Module author guide#

MoDaCor processing modules are ProcessStep subclasses. They are instantiated from pipeline YAML, resolved by name through modacor.modules and the ProcessStepRegistry, and documented through their ProcessStepDescriber metadata.

Where modules live#

  • Put broadly reusable steps in src/modacor/modules/base_modules/.

  • Put technique-specific steps in a dedicated subpackage under src/modacor/modules/technique_modules/.

  • Bespoke instrument-specific steps should be put in a subfolder of src/modacor/modules/instrument_modules/, where the subfolders follow the following structure: [institute abbreviation]/[instrument abbreviation]. For example: src/modacor/modules/instrument_modules/DLS/I22/.

  • Export any public step from src/modacor/modules/__init__.py so the curated registry and generated reference docs stay aligned.

Required class structure#

Every module must:

  1. Subclass modacor.dataclasses.process_step.ProcessStep.

  2. Define a class-level documentation = ProcessStepDescriber(...).

  3. Implement calculate(self) -> dict[str, DataBundle].

Optionally implement prepare_execution() if the step needs one-time setup or cached derived state before calculate() runs.

The template in docs/templates/correction_module_template.py is the best starting point for new work.

Configuration and execution contract#

ProcessStep already provides shared configuration keys:

  • with_processing_keys: select which ProcessingData bundles the step should operate on.

  • output_processing_key: optional output target for steps that emit a new bundle instead of updating in place.

Step-specific configuration belongs in documentation.arguments.
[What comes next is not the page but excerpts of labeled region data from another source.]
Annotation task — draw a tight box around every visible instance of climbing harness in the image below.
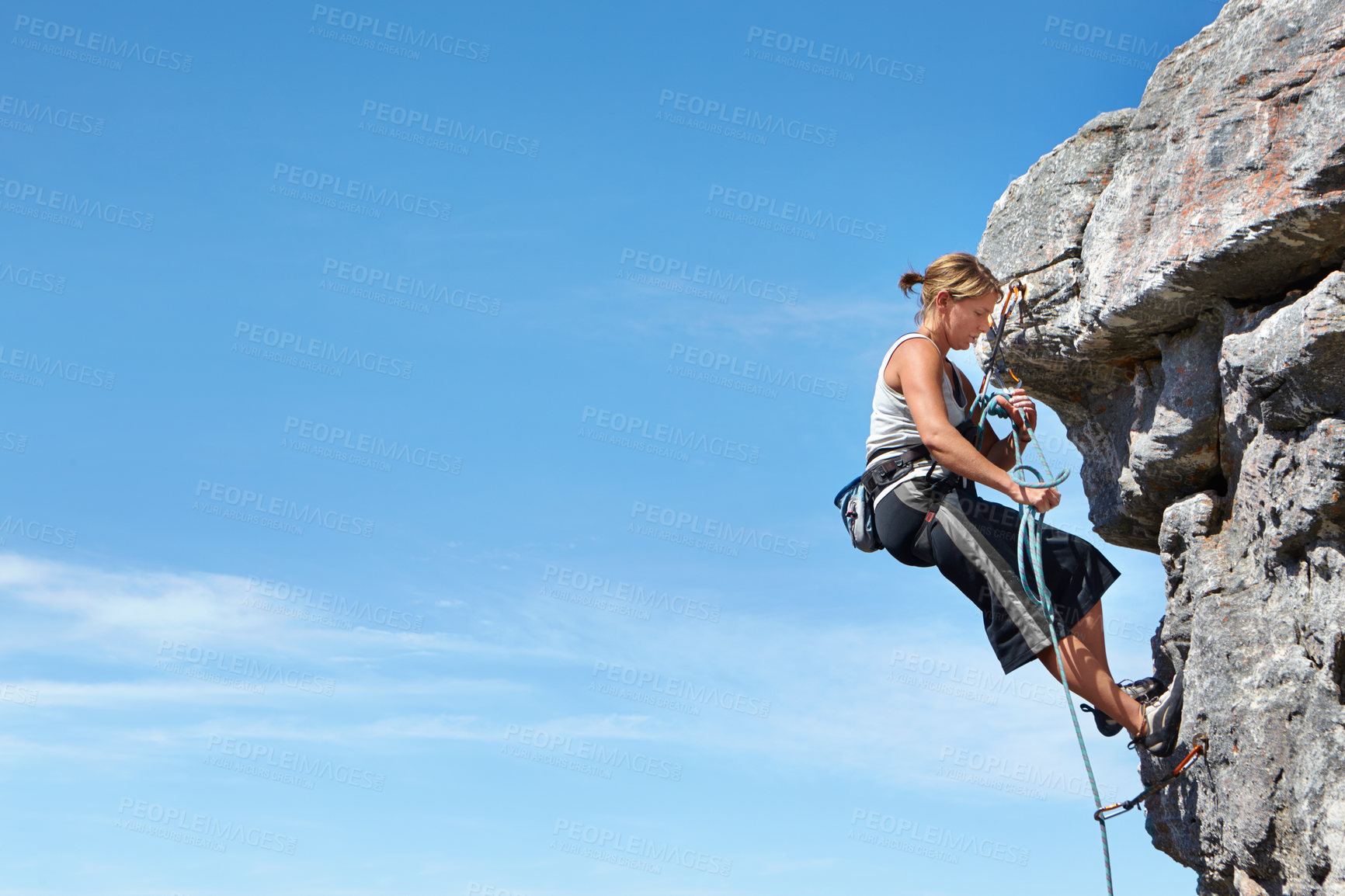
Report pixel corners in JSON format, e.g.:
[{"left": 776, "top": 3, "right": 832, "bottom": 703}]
[{"left": 1093, "top": 738, "right": 1209, "bottom": 822}]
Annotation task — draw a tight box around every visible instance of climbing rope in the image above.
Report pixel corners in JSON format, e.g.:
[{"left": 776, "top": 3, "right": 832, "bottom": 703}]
[
  {"left": 971, "top": 280, "right": 1119, "bottom": 896},
  {"left": 970, "top": 280, "right": 1209, "bottom": 896}
]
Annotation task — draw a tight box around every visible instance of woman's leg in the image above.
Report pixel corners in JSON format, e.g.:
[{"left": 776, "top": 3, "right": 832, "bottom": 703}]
[{"left": 1037, "top": 627, "right": 1145, "bottom": 738}]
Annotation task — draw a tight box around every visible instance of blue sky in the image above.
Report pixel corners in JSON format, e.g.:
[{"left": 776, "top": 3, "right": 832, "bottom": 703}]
[{"left": 0, "top": 0, "right": 1218, "bottom": 896}]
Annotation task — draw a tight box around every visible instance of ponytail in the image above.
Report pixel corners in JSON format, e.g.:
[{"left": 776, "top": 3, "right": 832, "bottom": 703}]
[
  {"left": 897, "top": 270, "right": 924, "bottom": 296},
  {"left": 897, "top": 252, "right": 1003, "bottom": 325}
]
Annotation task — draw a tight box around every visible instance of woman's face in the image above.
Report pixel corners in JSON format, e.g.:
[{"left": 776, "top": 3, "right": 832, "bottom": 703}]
[{"left": 939, "top": 290, "right": 999, "bottom": 349}]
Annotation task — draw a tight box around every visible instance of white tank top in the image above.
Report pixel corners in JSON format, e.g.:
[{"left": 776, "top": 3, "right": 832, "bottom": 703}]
[{"left": 864, "top": 332, "right": 967, "bottom": 473}]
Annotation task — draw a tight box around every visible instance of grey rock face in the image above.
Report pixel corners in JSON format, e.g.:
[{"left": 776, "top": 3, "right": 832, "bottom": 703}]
[{"left": 978, "top": 0, "right": 1345, "bottom": 896}]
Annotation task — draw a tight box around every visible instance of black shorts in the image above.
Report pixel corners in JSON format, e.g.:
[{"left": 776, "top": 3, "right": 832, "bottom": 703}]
[{"left": 874, "top": 476, "right": 1121, "bottom": 674}]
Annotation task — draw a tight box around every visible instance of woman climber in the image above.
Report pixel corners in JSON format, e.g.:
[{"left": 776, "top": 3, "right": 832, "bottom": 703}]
[{"left": 862, "top": 253, "right": 1182, "bottom": 756}]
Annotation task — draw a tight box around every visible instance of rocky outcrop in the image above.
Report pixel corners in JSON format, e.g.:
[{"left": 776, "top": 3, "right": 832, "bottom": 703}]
[{"left": 979, "top": 0, "right": 1345, "bottom": 896}]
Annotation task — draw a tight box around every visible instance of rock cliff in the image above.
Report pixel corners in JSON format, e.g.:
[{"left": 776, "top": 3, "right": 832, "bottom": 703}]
[{"left": 979, "top": 0, "right": 1345, "bottom": 896}]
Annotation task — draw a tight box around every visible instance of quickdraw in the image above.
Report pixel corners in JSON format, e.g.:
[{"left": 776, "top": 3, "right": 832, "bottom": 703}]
[{"left": 1093, "top": 738, "right": 1209, "bottom": 822}]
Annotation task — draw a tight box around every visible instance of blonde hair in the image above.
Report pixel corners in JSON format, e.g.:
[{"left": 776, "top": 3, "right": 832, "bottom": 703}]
[{"left": 897, "top": 252, "right": 1003, "bottom": 325}]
Those entries seed the instance configuration automatically through ProcessStepDescriber.initial_configuration().

During execution the runner injects:

  • processing_data

  • io_sources

  • io_sinks

  • step_id

calculate() should return a mapping of ProcessingData key to updated DataBundle. The base execute() method merges that mapping back into the current ProcessingData.

For steps that operate on existing bundles, prefer self._normalised_processing_keys() instead of duplicating input-selection logic.

Documentation metadata#

ProcessStepDescriber is not optional bookkeeping. It drives both runtime introspection and generated reference docs. At minimum, keep these fields accurate:

  • calling_name: human-facing short name

  • calling_id: class name used in pipeline YAML

  • calling_module_path: usually Path(__file__)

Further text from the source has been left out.